This morning he treated me to TEA and Them Vegan Baco-Slice Thing SANDWICHES, before we FLEW once more, this time to RUGBY (it was a West Midlands ROLLERCOASTER ride yesterday!) for the first train to London, and HOME, very tired but very happy, where i discovered our BOILER had gone KAPUT. STINKING as I did there was nothing to do but have a COLD SHOWER, and now you find me clean, WORN OUT, but very alert!

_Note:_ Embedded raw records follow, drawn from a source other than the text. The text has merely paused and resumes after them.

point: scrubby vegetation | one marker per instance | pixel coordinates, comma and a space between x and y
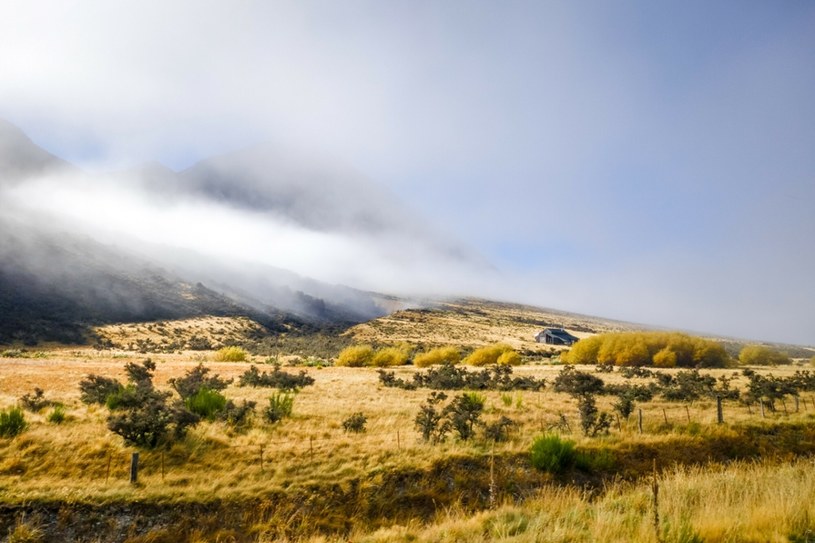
12, 422
449, 377
758, 355
276, 379
439, 355
661, 349
230, 354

It was a lovely LOVELY weekend of varied ACTION, but now I'm ready for a KIP!
A Million Ukeleles
On the way into work this morning i was thinking about ARTS FUNDING. Okay, i was ACTUALLY imagining doing a BIG INTERVIEW and having "Things'll Be Different" brought up, and then being asked exactly WHAT would i do... er... and then outlining my REASONABLE PLAN to become ENNOBLED (temporarily, until i get round to democratising the House Of Lords, as stated in THE SONG obviously) and become Arts Minister, abolish ARTS FUNDING and introduce HIBBETT TICKETS (this isn't the time or place for that one...). This is why i have got into SODUKU on long journeys, it keeps the BRANE busy. ANYWAY, abolition of Arts Funding is favoured by ME because to GET any you have to fill in loads of forms and, crucially, know the KEY WORDS involved to GET any, so that the actual CA$H would, i would suggest, be MUCH more likely to go to The Middle Classes who know how the system WORKS. Hey! Call me crazy, but I've SEEN the Local Paper stories about "Local Band Gets Arts Council Help" and they always seem SUSPICIOUSLY well kempt and ALREADY in possession of EXPENSIVE EQUIPMENT.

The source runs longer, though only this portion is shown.